Oil from algae: weird?
posted at 9:00 am on February 25, 2012 by Jazz Shaw
Old and busted: Gravy Train. New hotness: Algae Train.
Quite a few of us have been having some fun with President Obama’s energy speech on Thursday, but perhaps none more so than Newt Gingrich. He’s been out on the trail and getting more than a few laughs with one particular portion of the prepared remarks. Those had to do with government’s interest in bio-fuels derived from algae.
Newt Gingrich has been hitting Obama’s energy speech since the president delivered it Thursday, calling the speech funny enough to be on SNL and “something worthy of Leno or Letterman.”
Gingrich’s biggest talking point about Obama’s speech attacks the president for his embrace of investments in biofuels such as those made from algae.
He is referring to a point in Obama’s speech when the president said, “We’re making new investments in the development of gasoline, diesel, and jet fuel that’s actually made from a plant-like substance known as algae.”
On Thursday night, Gingrich mocked the president’s speech in front of an Idaho crowd, by suggesting that he should take a bottle of algae with him and “go around and we can have the Obama solution.”
“And maybe what we ought to do at Newt.org is we ought to get t-shirts that say ‘You choose.’ Gingrich went on to suggest the slogans, ‘You have Newt: Drill here, Drill Now, Pay Less. You have Obama: Have Algae, Pay More, Be Weird.”
Politics is all too often more about image than substance, as Newt knows well, and on the surface he’s found himself a target. Oil from what most people think of essentially as “pond scum” does indeed sound kind of weird. But is it? (You can find a beginner’s guide to how it’s done here.)
Research into this technology has been gong on for quite a while now, and it’s not science fiction. In fact there are some companies who have already established international partnerships to bring a variety of products to market by processing algae. But how close are we to the point where it becomes a viable source for fuel oil? Even Newt himself said we might get there in the next few decades, but those trying to do it today have run into some problems.
Case in point is Solazyme Inc., a South San-Francisco-based biofuel company that made over its product line and is now selling beauty products and nutritional supplements in addition to fuel that can be used in ground and air transportation. But how quickly the new model pays off is to be determined.
On Tuesday, Solazyme posted a wider-than-expected net loss for Q4 2011 of $15.6 million on a GAAP basis, compared with $2.9 million in the same quarter in 2010.
Revenue dropped to $14.9 million compared with $23.2 million in the fourth quarter of 2010…
Learning from failure is also critical. “We were right that algae was the best platform to make oil but wrong about how to do it,” he said.
“It soon became clear we were making renewable oils,” Wolfson said.

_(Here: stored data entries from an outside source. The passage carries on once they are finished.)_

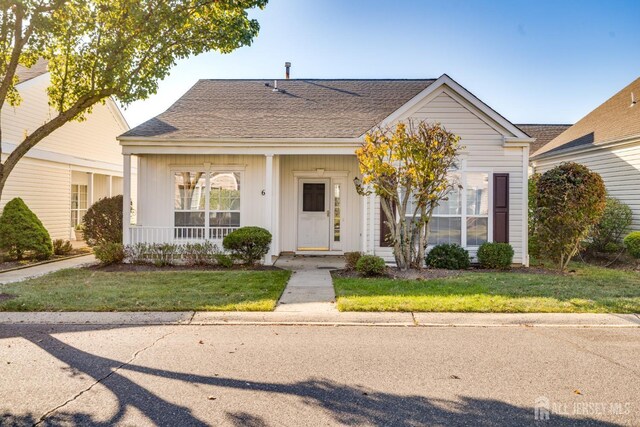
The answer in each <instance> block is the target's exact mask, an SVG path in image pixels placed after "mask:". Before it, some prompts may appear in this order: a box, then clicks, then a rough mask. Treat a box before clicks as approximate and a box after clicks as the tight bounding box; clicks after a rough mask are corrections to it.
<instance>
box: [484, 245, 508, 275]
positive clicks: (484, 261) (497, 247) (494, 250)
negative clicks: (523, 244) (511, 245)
mask: <svg viewBox="0 0 640 427" xmlns="http://www.w3.org/2000/svg"><path fill="white" fill-rule="evenodd" d="M478 261H479V262H480V265H481V266H483V267H485V268H500V269H503V270H506V269H508V268H509V267H511V264H512V263H513V248H512V247H511V245H510V244H508V243H489V242H487V243H483V244H482V245H481V246H480V248H479V249H478Z"/></svg>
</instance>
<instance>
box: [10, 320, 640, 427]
mask: <svg viewBox="0 0 640 427" xmlns="http://www.w3.org/2000/svg"><path fill="white" fill-rule="evenodd" d="M639 355H640V330H639V329H635V328H609V329H597V328H589V329H582V328H552V327H549V328H526V327H511V328H475V327H470V328H468V327H457V328H449V327H439V328H409V327H359V326H351V327H329V326H315V327H314V326H196V325H184V326H179V325H170V326H137V327H135V326H129V327H115V326H111V327H109V326H95V325H94V326H71V325H67V326H63V325H59V326H55V325H46V326H44V325H43V326H38V325H2V328H1V329H0V369H1V371H0V413H3V414H4V417H3V418H2V422H3V423H4V424H17V425H33V424H37V423H40V425H60V424H62V425H98V424H101V425H111V424H120V425H137V426H138V425H140V426H142V425H179V426H189V425H231V426H234V425H237V426H240V425H242V426H247V425H248V426H267V425H269V426H270V425H278V426H281V425H284V426H318V425H398V426H416V425H470V426H471V425H473V426H483V425H518V426H520V425H531V424H534V405H535V404H536V402H537V403H538V406H539V411H538V414H540V415H542V416H544V415H545V414H546V411H547V408H548V409H549V410H550V411H551V413H550V415H549V418H550V421H551V422H550V423H547V424H550V425H574V424H578V423H581V422H586V421H590V425H638V424H640V393H638V383H639V380H640V356H639ZM540 424H542V425H544V424H545V423H538V424H537V425H540Z"/></svg>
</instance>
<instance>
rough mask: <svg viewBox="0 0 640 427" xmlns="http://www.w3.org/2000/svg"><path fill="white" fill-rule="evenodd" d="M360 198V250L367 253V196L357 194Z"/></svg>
mask: <svg viewBox="0 0 640 427" xmlns="http://www.w3.org/2000/svg"><path fill="white" fill-rule="evenodd" d="M359 199H360V207H361V209H360V221H361V227H360V235H361V243H360V246H361V247H360V251H361V252H362V253H365V254H367V253H369V248H368V247H367V246H368V245H367V243H368V239H367V235H368V225H367V223H368V219H369V218H368V215H369V209H367V204H368V201H369V199H368V198H367V196H359Z"/></svg>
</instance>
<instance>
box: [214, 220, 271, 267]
mask: <svg viewBox="0 0 640 427" xmlns="http://www.w3.org/2000/svg"><path fill="white" fill-rule="evenodd" d="M269 245H271V233H269V231H268V230H265V229H264V228H260V227H242V228H238V229H237V230H235V231H232V232H231V233H229V234H228V235H227V236H226V237H225V238H224V239H223V240H222V247H224V248H225V249H226V250H228V251H230V252H231V253H232V254H233V256H234V257H235V258H237V259H239V260H241V261H242V262H244V263H245V264H247V265H253V264H255V263H256V262H258V261H260V259H262V258H263V257H264V256H265V255H266V254H267V253H268V252H269Z"/></svg>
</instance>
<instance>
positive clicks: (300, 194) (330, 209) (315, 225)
mask: <svg viewBox="0 0 640 427" xmlns="http://www.w3.org/2000/svg"><path fill="white" fill-rule="evenodd" d="M330 182H331V181H330V180H328V179H301V180H300V186H299V189H298V191H299V193H298V194H299V197H298V250H299V251H328V250H329V230H330V220H331V216H330V212H331V202H330V198H329V197H330V193H331V187H330ZM285 226H286V225H285Z"/></svg>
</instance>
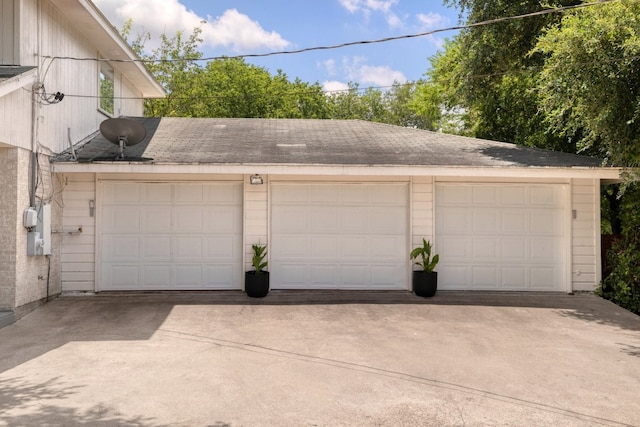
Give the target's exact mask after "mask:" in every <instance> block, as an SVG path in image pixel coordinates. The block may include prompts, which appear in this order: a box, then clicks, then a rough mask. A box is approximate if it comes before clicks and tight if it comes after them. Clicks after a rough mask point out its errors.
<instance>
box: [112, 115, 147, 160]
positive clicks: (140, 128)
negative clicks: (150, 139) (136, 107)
mask: <svg viewBox="0 0 640 427" xmlns="http://www.w3.org/2000/svg"><path fill="white" fill-rule="evenodd" d="M100 133H102V136H104V137H105V138H106V139H107V140H108V141H109V142H111V143H113V144H117V145H118V147H119V148H120V151H119V153H118V155H117V156H116V158H115V159H116V160H123V159H124V149H125V148H127V147H128V146H130V145H136V144H138V143H139V142H141V141H142V140H143V139H144V138H145V136H147V130H146V129H145V128H144V126H142V124H140V123H138V122H136V121H133V120H130V119H122V118H117V119H107V120H105V121H103V122H102V123H100Z"/></svg>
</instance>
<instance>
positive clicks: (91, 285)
mask: <svg viewBox="0 0 640 427" xmlns="http://www.w3.org/2000/svg"><path fill="white" fill-rule="evenodd" d="M63 181H66V187H65V189H64V192H63V201H64V209H63V217H62V230H60V231H62V232H63V234H62V291H63V292H70V291H88V292H93V291H94V289H95V241H96V216H95V215H96V212H97V209H95V210H94V216H93V217H92V216H91V215H90V211H89V201H90V200H93V201H94V203H97V200H96V182H95V175H94V174H69V175H65V176H64V177H63ZM79 228H82V233H78V229H79ZM69 232H71V233H72V234H69Z"/></svg>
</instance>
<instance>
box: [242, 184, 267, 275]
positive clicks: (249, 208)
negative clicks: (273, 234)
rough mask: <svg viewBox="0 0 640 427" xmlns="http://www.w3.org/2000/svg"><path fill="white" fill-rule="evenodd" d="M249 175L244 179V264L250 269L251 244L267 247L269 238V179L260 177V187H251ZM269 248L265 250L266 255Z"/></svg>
mask: <svg viewBox="0 0 640 427" xmlns="http://www.w3.org/2000/svg"><path fill="white" fill-rule="evenodd" d="M249 178H250V175H245V177H244V260H245V261H244V264H245V270H250V269H251V258H252V256H253V250H252V249H251V246H252V245H253V244H256V243H258V244H262V245H268V243H269V241H268V236H269V225H268V224H269V207H268V206H269V203H268V198H269V179H268V177H267V176H264V175H263V176H262V179H263V180H264V183H263V184H262V185H251V183H250V182H249ZM268 252H269V248H267V253H268Z"/></svg>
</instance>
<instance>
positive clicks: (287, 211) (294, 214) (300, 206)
mask: <svg viewBox="0 0 640 427" xmlns="http://www.w3.org/2000/svg"><path fill="white" fill-rule="evenodd" d="M274 203H275V201H274ZM307 211H308V207H307V206H288V205H282V206H277V205H273V207H272V208H271V216H272V221H271V227H272V232H273V233H276V234H279V233H286V234H293V233H301V234H302V233H306V230H307Z"/></svg>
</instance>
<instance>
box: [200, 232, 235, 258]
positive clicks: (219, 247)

A Solazyme food chemist experimented with microalgae and discovered that it could be used as a cosmetic that protects against sunlight or lack of moisture. Moreover algae could also produce ingredients low in saturated fats that can be used in cookies, snacks and other foods.
I’m sure it’s just a coincidence that Solazyme has a name which sounds so much like Solyndra, so don’t worry. But they might have something more in common than that. Solazyme has already gotten more than $20M in federal grants to develop bio-fuels. I’m glad to see that the company is surviving and employing people, but there may be a lesson to be learned here from the fact that they’ve scaled back their efforts to create fuel and are instead making cosmetics and snack food supplements.

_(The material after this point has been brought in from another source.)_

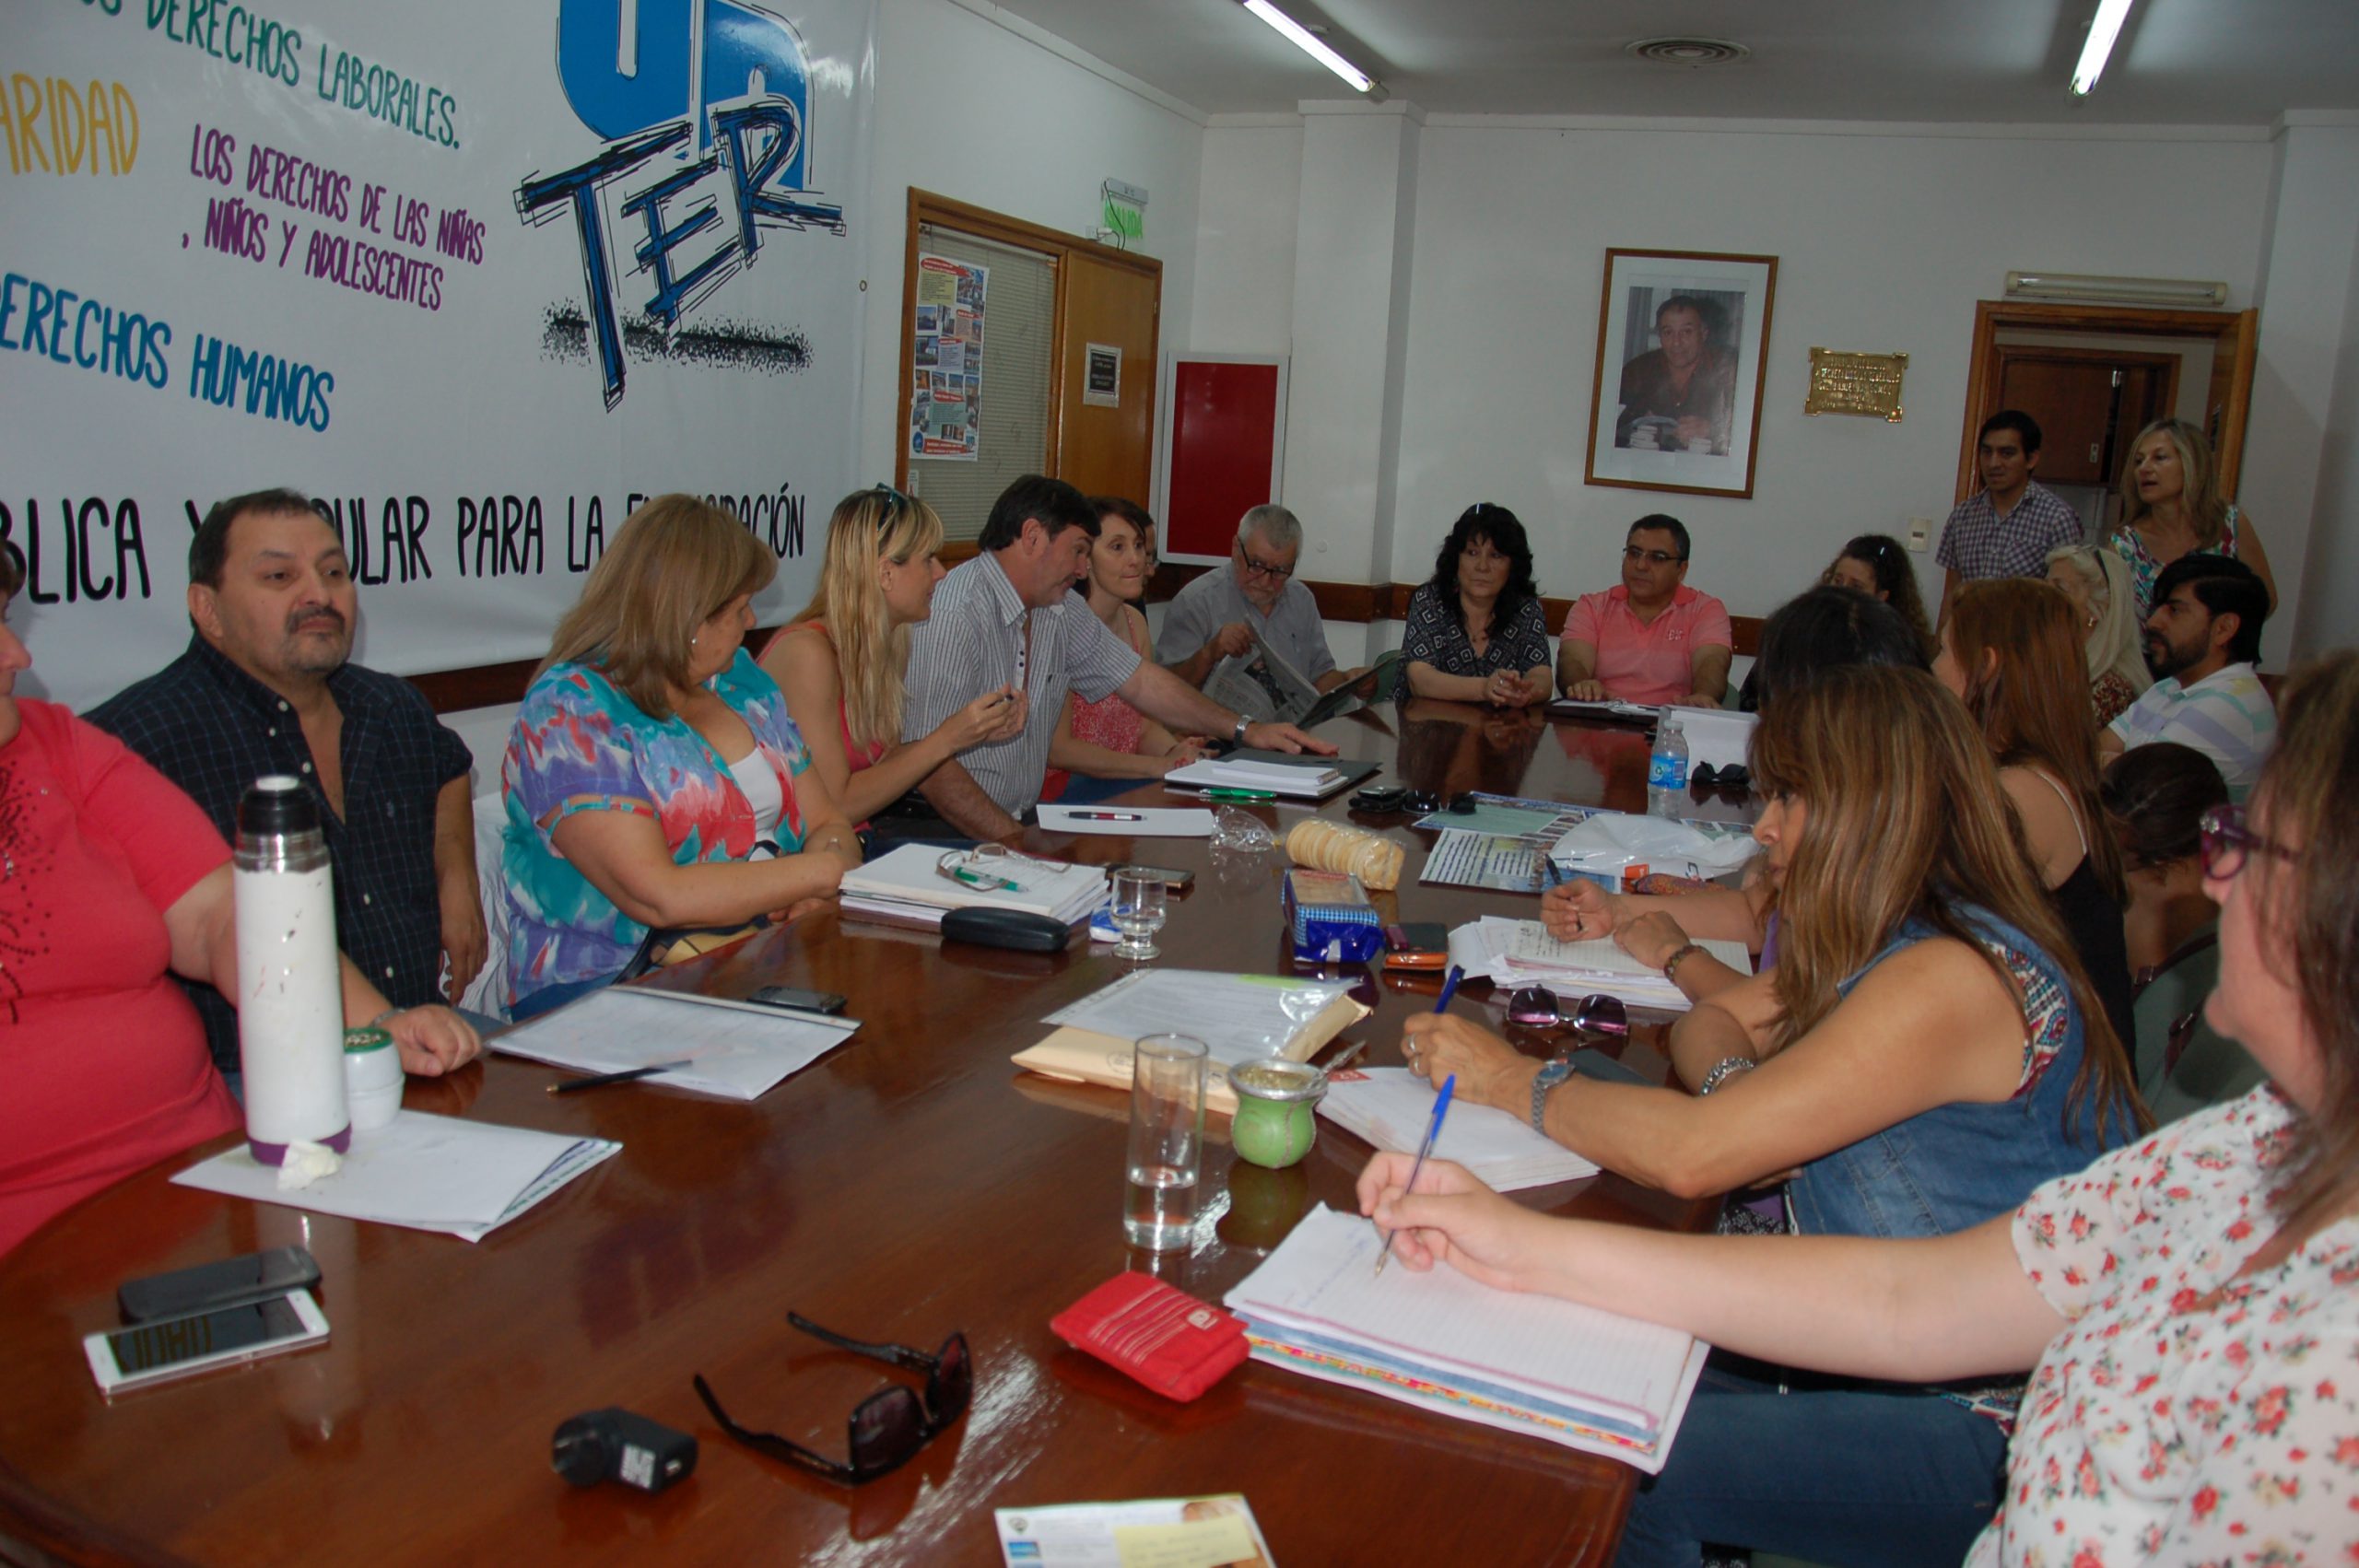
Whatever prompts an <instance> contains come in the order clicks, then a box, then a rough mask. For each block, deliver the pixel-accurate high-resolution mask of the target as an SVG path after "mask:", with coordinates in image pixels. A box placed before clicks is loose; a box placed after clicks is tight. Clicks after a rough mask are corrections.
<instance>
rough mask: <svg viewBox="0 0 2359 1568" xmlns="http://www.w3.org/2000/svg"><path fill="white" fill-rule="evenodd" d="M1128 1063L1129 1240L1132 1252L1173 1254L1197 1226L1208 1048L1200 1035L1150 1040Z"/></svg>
mask: <svg viewBox="0 0 2359 1568" xmlns="http://www.w3.org/2000/svg"><path fill="white" fill-rule="evenodd" d="M1130 1063H1132V1066H1130V1151H1128V1160H1125V1165H1123V1236H1125V1238H1128V1240H1130V1245H1132V1247H1146V1250H1149V1252H1170V1250H1175V1247H1184V1245H1187V1238H1189V1231H1191V1228H1194V1226H1196V1177H1198V1172H1201V1170H1203V1087H1205V1066H1208V1063H1210V1047H1205V1042H1203V1040H1196V1037H1194V1035H1146V1037H1144V1040H1139V1045H1137V1049H1135V1052H1132V1059H1130Z"/></svg>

Like so many other such efforts, new technologies take time to develop and this one may still wind up producing something good on a large scale. But we don’t appear to be there yet. When the President says we’re going to “focus” on this more, we need to ask if that means pouring more taxpayer dollars into these companies and if we learned anything from Washington’s dalliance with tinkering in ethanol, wind and solar.
If Solazyme can make a go of it and become profitable on their own, that’s great – even if it’s from making skin care products. (And it’s worth noting that they are still producing fuel. In fact, United Airlines recently made their first flight using a 60/40 mix of standard and bio-fuel, and have contracted with Solazyme to purchase more fuel from them each year.) But if they’re going to produce oil on the scale required to replace a significant amount of the fossil fuels we use, they need to show that they can do so in a competitive marketplace. Algae based production of oil obviously works in the laboratory and has been expanded in volume in a few places. But to scale it up requires a huge amount of space, lots of water and other infrastructure support. Until those challenges can be overcome and allow for mass production, this may not be quite “shovel ready” just yet.